ROWELL, JONATHAN H., member of Congress, born in New Hampshire in 1833. He graduated at Eureka College, Illinois, and at the Law Department of the University of Chicago; is by profession a lawyer; was State's attorney of the eighth judicial circuit of Illinois, 1868-72; and was a member of Congress from 1883 to 1891.

ROWLAND, ALFRED, an American soldier and legislator, born in North Carolina in 1844. He entered the Confederate army in 1861 as a lieutenant; was captured in the battle of Spottsylvania Court-House; after the war studied law; was a member of the general assembly of North Carolina in 1876-77, and again in 1880-81; and was elected to Congress in 1887.

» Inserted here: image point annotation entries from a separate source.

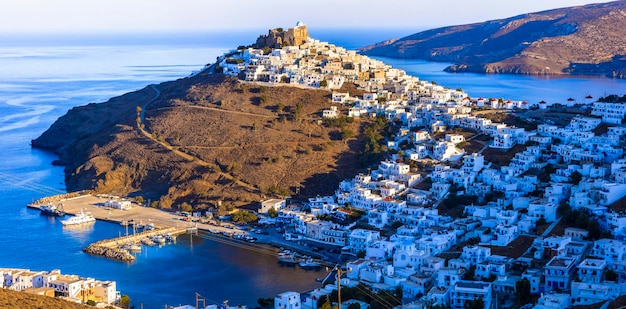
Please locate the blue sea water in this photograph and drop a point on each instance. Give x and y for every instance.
(42, 77)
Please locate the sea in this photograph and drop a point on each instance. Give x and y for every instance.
(43, 76)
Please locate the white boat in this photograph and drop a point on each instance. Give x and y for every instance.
(159, 239)
(309, 263)
(79, 218)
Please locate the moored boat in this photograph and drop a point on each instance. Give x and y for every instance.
(288, 259)
(309, 263)
(51, 210)
(79, 218)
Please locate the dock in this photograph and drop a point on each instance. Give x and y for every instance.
(110, 248)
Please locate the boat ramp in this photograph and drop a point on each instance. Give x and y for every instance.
(114, 248)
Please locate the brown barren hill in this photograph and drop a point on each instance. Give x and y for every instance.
(588, 39)
(206, 140)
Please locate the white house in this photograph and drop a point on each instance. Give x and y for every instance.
(277, 204)
(287, 300)
(559, 273)
(463, 291)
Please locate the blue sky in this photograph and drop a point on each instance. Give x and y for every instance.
(46, 16)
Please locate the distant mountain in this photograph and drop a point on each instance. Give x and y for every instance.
(588, 39)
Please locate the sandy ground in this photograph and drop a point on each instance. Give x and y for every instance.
(144, 215)
(163, 219)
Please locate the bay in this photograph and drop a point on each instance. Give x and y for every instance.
(42, 77)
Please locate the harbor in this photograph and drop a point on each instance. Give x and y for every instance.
(160, 223)
(120, 248)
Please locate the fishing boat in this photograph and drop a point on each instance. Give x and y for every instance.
(79, 218)
(309, 263)
(160, 239)
(52, 210)
(288, 259)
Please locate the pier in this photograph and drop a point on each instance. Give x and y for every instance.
(110, 248)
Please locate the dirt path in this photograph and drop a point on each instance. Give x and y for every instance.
(141, 126)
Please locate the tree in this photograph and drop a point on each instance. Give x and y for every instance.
(610, 275)
(272, 212)
(263, 100)
(280, 107)
(297, 112)
(124, 302)
(243, 217)
(185, 207)
(522, 290)
(477, 303)
(346, 134)
(326, 304)
(360, 254)
(354, 306)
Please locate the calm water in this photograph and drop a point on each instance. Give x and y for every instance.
(41, 78)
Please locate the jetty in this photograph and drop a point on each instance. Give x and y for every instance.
(110, 248)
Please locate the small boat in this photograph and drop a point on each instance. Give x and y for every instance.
(79, 218)
(159, 239)
(309, 263)
(170, 237)
(52, 210)
(288, 259)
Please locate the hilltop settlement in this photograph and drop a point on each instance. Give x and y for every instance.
(465, 210)
(477, 202)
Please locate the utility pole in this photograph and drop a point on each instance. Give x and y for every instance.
(339, 287)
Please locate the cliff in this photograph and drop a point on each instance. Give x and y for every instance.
(587, 39)
(207, 140)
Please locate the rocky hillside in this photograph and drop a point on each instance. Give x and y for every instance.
(206, 140)
(587, 39)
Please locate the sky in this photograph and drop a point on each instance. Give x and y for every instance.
(135, 16)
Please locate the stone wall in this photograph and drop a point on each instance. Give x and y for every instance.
(277, 38)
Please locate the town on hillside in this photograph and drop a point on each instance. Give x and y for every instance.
(467, 212)
(54, 284)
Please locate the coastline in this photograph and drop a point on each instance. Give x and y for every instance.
(163, 220)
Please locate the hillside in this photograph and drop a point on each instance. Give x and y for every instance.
(206, 140)
(587, 39)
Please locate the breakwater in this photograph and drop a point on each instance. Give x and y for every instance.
(110, 248)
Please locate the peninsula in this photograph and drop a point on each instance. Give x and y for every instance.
(586, 39)
(448, 200)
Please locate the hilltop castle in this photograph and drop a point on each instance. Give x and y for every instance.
(277, 38)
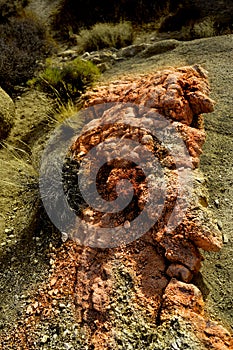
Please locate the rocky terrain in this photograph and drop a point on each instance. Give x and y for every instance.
(55, 294)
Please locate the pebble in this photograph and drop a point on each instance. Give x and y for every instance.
(219, 223)
(44, 339)
(225, 238)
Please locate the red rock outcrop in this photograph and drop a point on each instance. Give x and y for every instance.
(157, 263)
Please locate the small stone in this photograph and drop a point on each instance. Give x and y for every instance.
(225, 238)
(220, 225)
(62, 306)
(44, 339)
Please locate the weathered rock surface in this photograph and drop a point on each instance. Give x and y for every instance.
(7, 114)
(114, 290)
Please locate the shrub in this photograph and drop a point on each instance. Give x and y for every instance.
(69, 80)
(104, 35)
(11, 8)
(73, 14)
(23, 42)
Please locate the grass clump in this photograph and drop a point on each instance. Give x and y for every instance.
(68, 81)
(23, 43)
(105, 35)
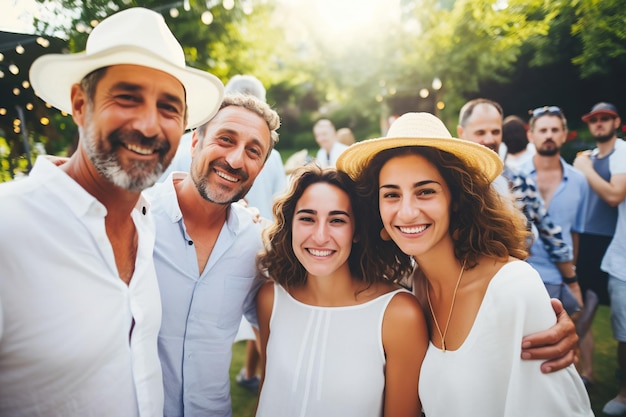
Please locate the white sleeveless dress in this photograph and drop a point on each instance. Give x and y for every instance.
(324, 361)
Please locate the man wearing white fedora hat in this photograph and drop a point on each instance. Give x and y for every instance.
(79, 301)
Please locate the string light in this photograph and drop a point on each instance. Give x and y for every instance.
(207, 17)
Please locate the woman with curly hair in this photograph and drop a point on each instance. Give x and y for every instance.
(431, 202)
(336, 339)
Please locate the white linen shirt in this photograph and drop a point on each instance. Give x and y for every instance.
(486, 376)
(65, 314)
(201, 310)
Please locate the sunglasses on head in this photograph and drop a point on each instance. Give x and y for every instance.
(540, 111)
(603, 118)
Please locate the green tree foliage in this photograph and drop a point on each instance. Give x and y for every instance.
(519, 52)
(601, 26)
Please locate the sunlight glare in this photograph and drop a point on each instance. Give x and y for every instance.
(349, 17)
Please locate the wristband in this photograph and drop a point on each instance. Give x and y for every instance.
(571, 280)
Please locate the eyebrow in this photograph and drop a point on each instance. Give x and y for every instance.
(232, 132)
(332, 213)
(415, 185)
(126, 86)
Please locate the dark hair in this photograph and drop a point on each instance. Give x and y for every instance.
(514, 134)
(481, 221)
(279, 259)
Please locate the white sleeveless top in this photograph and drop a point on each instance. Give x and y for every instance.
(324, 361)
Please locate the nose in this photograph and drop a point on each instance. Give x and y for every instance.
(320, 234)
(147, 120)
(489, 140)
(235, 157)
(409, 210)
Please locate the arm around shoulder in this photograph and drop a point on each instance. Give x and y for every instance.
(405, 340)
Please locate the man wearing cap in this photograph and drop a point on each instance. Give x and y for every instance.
(205, 251)
(605, 170)
(79, 301)
(563, 190)
(599, 222)
(480, 121)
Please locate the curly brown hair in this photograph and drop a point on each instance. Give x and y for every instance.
(482, 222)
(278, 259)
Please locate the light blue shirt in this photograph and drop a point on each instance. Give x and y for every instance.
(567, 210)
(614, 261)
(201, 313)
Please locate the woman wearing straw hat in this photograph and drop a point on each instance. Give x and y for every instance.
(337, 338)
(435, 204)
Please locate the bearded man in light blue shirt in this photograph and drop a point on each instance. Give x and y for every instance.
(563, 189)
(205, 253)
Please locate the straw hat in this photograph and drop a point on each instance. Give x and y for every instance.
(135, 36)
(420, 129)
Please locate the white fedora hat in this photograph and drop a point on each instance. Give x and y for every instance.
(135, 36)
(420, 129)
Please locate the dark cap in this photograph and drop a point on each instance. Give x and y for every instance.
(601, 108)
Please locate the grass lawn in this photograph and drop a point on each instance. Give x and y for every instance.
(605, 364)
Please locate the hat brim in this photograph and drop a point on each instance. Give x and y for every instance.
(355, 159)
(589, 115)
(53, 75)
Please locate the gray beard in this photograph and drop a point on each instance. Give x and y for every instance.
(138, 177)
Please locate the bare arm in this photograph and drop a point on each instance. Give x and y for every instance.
(265, 303)
(556, 344)
(612, 192)
(405, 339)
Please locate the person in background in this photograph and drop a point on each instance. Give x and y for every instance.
(605, 170)
(563, 190)
(205, 251)
(338, 338)
(437, 206)
(480, 121)
(79, 302)
(599, 223)
(330, 147)
(345, 136)
(519, 150)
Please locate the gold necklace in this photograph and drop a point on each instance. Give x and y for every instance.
(445, 331)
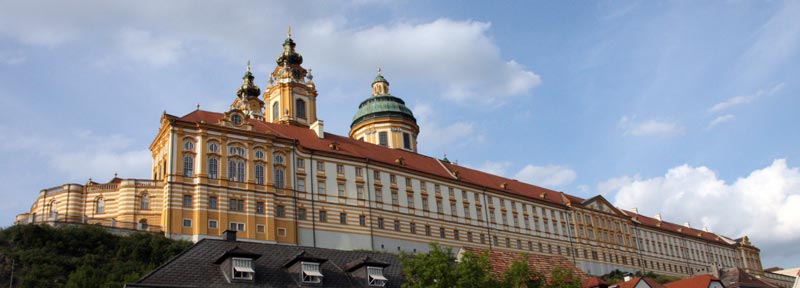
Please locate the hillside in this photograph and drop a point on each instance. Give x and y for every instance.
(79, 256)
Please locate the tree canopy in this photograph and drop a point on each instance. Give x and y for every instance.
(80, 256)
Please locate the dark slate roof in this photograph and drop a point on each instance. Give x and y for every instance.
(195, 267)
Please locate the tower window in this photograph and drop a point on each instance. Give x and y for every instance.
(300, 107)
(383, 138)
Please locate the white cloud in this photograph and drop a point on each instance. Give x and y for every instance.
(764, 205)
(744, 99)
(546, 176)
(440, 136)
(10, 57)
(720, 120)
(631, 126)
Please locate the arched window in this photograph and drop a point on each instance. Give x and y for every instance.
(100, 206)
(236, 170)
(279, 177)
(213, 168)
(188, 145)
(259, 174)
(145, 203)
(143, 224)
(188, 165)
(300, 108)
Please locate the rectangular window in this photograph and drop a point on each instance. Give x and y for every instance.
(320, 187)
(212, 202)
(260, 208)
(236, 205)
(383, 138)
(236, 226)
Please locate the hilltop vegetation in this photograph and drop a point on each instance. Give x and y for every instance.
(80, 256)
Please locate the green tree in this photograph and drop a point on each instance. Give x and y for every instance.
(474, 270)
(433, 269)
(519, 275)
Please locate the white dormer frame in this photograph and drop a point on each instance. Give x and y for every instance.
(242, 269)
(310, 273)
(375, 277)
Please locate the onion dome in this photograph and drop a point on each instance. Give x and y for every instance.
(289, 56)
(248, 88)
(382, 104)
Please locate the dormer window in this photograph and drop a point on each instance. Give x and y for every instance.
(311, 273)
(242, 269)
(375, 277)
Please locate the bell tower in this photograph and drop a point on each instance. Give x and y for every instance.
(247, 100)
(291, 96)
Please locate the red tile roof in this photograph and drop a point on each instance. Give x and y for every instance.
(699, 281)
(502, 259)
(594, 282)
(632, 283)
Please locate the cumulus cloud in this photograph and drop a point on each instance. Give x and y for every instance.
(546, 176)
(720, 120)
(764, 205)
(631, 126)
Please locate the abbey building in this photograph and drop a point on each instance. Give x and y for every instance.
(267, 169)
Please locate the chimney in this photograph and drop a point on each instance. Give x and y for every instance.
(627, 278)
(230, 235)
(318, 128)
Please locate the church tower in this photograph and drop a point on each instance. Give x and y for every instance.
(247, 100)
(385, 120)
(291, 95)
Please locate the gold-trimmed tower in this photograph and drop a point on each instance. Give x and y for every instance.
(384, 119)
(291, 95)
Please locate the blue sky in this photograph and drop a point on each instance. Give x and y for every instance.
(681, 108)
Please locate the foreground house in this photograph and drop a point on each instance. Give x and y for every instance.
(232, 263)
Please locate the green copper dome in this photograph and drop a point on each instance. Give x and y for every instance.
(381, 106)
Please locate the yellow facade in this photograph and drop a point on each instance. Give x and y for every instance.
(237, 170)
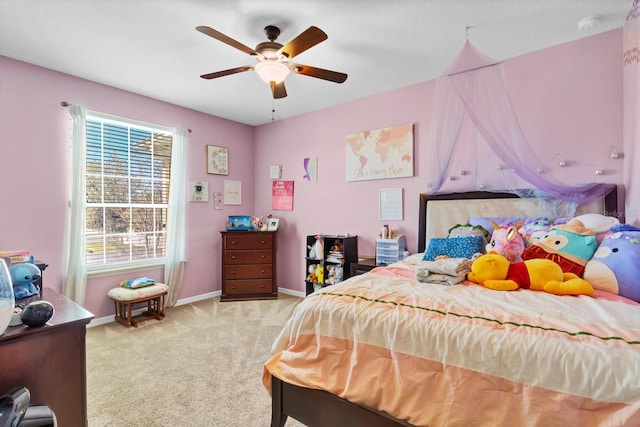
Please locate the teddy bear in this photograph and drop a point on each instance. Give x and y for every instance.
(614, 265)
(570, 245)
(507, 241)
(312, 277)
(23, 275)
(496, 272)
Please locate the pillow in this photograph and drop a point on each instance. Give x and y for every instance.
(485, 222)
(455, 247)
(139, 282)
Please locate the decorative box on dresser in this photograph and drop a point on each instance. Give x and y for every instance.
(248, 265)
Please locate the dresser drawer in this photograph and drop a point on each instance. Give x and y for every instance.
(236, 287)
(248, 257)
(255, 271)
(255, 240)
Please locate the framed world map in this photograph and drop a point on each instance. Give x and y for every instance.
(380, 154)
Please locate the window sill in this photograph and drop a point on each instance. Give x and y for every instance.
(110, 270)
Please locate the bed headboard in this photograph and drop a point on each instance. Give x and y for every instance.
(459, 207)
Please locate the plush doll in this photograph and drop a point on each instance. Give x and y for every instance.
(614, 266)
(312, 276)
(599, 224)
(507, 241)
(331, 275)
(496, 272)
(22, 276)
(534, 229)
(570, 245)
(316, 251)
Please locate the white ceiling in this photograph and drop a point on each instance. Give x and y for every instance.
(151, 47)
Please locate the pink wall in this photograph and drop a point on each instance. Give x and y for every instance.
(34, 159)
(568, 99)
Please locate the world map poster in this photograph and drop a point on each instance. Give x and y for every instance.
(380, 154)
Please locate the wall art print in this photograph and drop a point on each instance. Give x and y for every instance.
(217, 160)
(282, 195)
(380, 154)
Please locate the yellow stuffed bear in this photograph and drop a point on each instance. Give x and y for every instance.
(496, 272)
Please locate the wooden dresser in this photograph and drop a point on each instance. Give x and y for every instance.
(50, 360)
(248, 265)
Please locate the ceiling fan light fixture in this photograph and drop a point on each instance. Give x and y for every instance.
(272, 71)
(589, 22)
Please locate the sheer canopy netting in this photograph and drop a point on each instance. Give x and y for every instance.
(473, 90)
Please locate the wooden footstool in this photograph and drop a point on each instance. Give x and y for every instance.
(125, 300)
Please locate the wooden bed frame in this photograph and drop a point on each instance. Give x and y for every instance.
(318, 408)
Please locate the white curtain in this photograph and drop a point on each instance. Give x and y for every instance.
(631, 126)
(175, 255)
(75, 274)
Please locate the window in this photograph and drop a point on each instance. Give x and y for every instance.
(128, 166)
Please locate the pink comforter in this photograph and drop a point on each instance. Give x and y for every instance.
(465, 355)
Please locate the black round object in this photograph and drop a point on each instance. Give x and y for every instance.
(37, 313)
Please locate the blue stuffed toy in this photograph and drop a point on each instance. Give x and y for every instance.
(614, 265)
(23, 275)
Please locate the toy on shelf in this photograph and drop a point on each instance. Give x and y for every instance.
(23, 276)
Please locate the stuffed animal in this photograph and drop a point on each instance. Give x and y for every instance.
(22, 276)
(534, 229)
(496, 272)
(614, 266)
(570, 245)
(331, 275)
(312, 276)
(316, 251)
(507, 241)
(599, 224)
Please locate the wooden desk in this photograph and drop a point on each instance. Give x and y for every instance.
(50, 360)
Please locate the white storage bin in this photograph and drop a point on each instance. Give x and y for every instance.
(390, 250)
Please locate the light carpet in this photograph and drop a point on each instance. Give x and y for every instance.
(200, 366)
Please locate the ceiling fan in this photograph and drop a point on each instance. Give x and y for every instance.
(273, 58)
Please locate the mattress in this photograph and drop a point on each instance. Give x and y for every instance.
(434, 355)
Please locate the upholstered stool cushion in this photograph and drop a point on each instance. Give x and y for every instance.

ROWSELL, THOMAS JAMES, M.A., chaplain in ordinary to the Queen, educated at Tonbridge School and Cambridge; was for 17 years engaged as rector of St. Peter's district, Stepney, and was appointed rector of St. Margaret's, Lothbury, in 1860. He has been three times select preacher before the University of Cambridge. In November, 1881, he was appointed a canon of Westminster.

RÓWTON, LORD (MONTAGU WILLIAM LOWRY CORRY), was born in London, Oct. 8, 1838. He was educated at Harrow and at Trinity College, Cambridge, taking his degree in 1860. Called to the bar at Lincoln's Inn in 1863, he practiced for three years on the Oxford circuit, and in 1866 was appointed private secretary to Mr. Disraeli, then chancellor of the exchequer. At the termination of Lord Beaconsfield's government in 1880, he was raised to the peerage. Lord Beaconsfield bequeathed to Lord Rowton the whole of his letters, papers, documents and manuscripts.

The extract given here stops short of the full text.